Mon spectacle coûte très cher aux gens mais quand tu me vois sur scène, tu ne comprends pas pourquoi : il n’y a qu’un mec, il n’y a pas d’auteur, pas de metteur en scène, pas de jeux de lumière, pas de son, pas de décor. Tu as juste un pauvre tabouret qui traîne avec une petite bouteille d’eau. Tout ce qui coûte cher, c’est ce qu’il y a derrière : on offre des belles affiches à l’ensemble du public, les déplacements, la gestion des adresses e-mails…

 

Dans les salles où je joue, très souvent, il n’y a pas de placement numéroté. Parce qu’en général, ceux qui sont assis devant ont payé plus cher, et je n’aime pas ça.

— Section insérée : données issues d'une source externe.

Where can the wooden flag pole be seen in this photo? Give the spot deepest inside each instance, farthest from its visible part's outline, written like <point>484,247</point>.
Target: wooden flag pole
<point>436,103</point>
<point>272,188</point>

Les gens se mettent où ils veulent, et s’ils m’aiment, ils viennent tôt. T’as pas un mec qui arrive 10 minutes en retard et qui se met devant tout le monde parce qu’il a payé 10 € de plus. Il y a une semaine, j’ai séparé un groupe car le mec gardait des places pour 4 personnes. Je lui ai dit clairement qu’il devait bouger pour laisser la place.